Wednesday, April 8, 2015

I am going to be 40 in July and I have been doing a lot of self care and stretching and growing so much lately. Some things that have been a big or even small part of my life have been coming to an end lately. As with anything in life, there has to be an end to things before you can start new things and move on from the old. You may not know it at the time but when you are in the thick of it and it seems like things are hard or you are struggling with letting go, there is something new that will come along for you. 

This is what I am struggling with. Some things are ending and it is really hard for me to put myself out there and try to create new opportunities for myself and the kids. People that know me now may not realize that as a young girl I was extremely quiet and shy to the point of internal suffering. I would've rather suffered in silence then speak up to anyone about anything. Sometimes, I feel her shifting back into my mind. I may appear outgoing, extroverted, and happy, but really I am taking big, deep breaths and hoping not to be rejected. I am sure there are many others who feel this very same way. I live with a couple of them. I try to tell myself that I don't care what others truly think when they don't like me, why their opinions even matter. All any of us really want is to belong somewhere. If others don't like me, there must be some reason why. I step outside of myself to figure out if there are social skills I need to work on, but honestly with chronic pain, that is exhausting. So I continue to just be me and hope that people can see past my hyperactive outbursts or my repetitive talking (yes, I know I repeat myself). 
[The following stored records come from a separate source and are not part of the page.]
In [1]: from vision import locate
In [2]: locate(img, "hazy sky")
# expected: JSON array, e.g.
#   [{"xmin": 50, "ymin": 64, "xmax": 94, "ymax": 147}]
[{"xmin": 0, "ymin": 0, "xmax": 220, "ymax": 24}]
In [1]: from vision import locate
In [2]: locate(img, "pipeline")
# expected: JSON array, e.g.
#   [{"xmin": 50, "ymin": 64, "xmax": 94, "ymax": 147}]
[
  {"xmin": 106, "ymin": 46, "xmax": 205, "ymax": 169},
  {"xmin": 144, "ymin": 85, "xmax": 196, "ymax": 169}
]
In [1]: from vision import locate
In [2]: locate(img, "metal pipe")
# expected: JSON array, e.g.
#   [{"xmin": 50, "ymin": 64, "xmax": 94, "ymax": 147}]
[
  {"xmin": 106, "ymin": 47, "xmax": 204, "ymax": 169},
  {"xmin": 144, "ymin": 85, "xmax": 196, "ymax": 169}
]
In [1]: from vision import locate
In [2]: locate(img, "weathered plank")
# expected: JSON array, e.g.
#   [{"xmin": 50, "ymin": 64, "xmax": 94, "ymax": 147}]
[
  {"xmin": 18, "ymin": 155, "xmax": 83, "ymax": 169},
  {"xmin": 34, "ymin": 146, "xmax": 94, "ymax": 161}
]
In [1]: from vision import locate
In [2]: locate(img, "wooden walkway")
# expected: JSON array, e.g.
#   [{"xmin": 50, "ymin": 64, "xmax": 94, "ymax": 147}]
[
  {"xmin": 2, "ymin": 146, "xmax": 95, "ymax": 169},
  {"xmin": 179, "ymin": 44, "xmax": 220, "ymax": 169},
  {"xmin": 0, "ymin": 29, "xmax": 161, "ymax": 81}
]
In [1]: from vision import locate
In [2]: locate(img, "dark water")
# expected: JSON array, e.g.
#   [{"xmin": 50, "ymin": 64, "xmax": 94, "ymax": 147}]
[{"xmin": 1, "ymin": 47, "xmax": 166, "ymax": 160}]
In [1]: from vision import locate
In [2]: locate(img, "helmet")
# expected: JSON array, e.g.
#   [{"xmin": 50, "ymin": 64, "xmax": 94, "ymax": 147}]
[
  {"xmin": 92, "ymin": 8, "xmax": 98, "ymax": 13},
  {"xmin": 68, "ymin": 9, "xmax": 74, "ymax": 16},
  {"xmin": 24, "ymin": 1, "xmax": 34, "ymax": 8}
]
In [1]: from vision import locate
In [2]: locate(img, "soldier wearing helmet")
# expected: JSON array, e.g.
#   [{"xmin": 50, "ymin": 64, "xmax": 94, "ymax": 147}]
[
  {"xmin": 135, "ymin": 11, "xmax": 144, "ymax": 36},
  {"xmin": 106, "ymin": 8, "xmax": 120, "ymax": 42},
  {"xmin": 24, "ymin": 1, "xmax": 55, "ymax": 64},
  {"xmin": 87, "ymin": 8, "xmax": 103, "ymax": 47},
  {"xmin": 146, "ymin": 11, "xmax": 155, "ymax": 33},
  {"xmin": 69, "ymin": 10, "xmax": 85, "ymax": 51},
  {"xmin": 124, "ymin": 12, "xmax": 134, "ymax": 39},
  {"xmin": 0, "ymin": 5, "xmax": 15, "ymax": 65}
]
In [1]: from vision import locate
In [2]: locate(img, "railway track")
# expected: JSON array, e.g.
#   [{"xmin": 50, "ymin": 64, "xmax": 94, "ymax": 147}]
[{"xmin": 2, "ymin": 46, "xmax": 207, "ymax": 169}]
When we get together with others and I am feeling insecure, I will stay quiet and try to think out what it is I am trying to say. When I am not feeling insecure, I have this thing I call insert foot in mouth, because nine times out of ten, what I am saying isn't coming out how it should or I am repeating myself or I am shouting because I am excited that I finally have the nerve to talk! I talk so much now as an adult, it is as if I am making up for all the years of being so quiet. My oldest son is so much like I was as a kid. He never talks unless he has something important to say. I understand him in that aspect and sometimes am grateful that I get to be his mom because we are very much alike, so he understands me too. 

This year we have been doing so many more things with our local homeschool group since my job doesn't make it easy to travel places and honestly, we just don't have the money to go anywhere this year. My youngest is my motivator. She is so super social and needs to be around people. It has been nice getting to know people a little bit. We are slowly getting there and I just keep showing up and trying.




1 comment:

Unknown said...

Keep on keeping on Sister! We're all making stuff up and doing the best with what we got.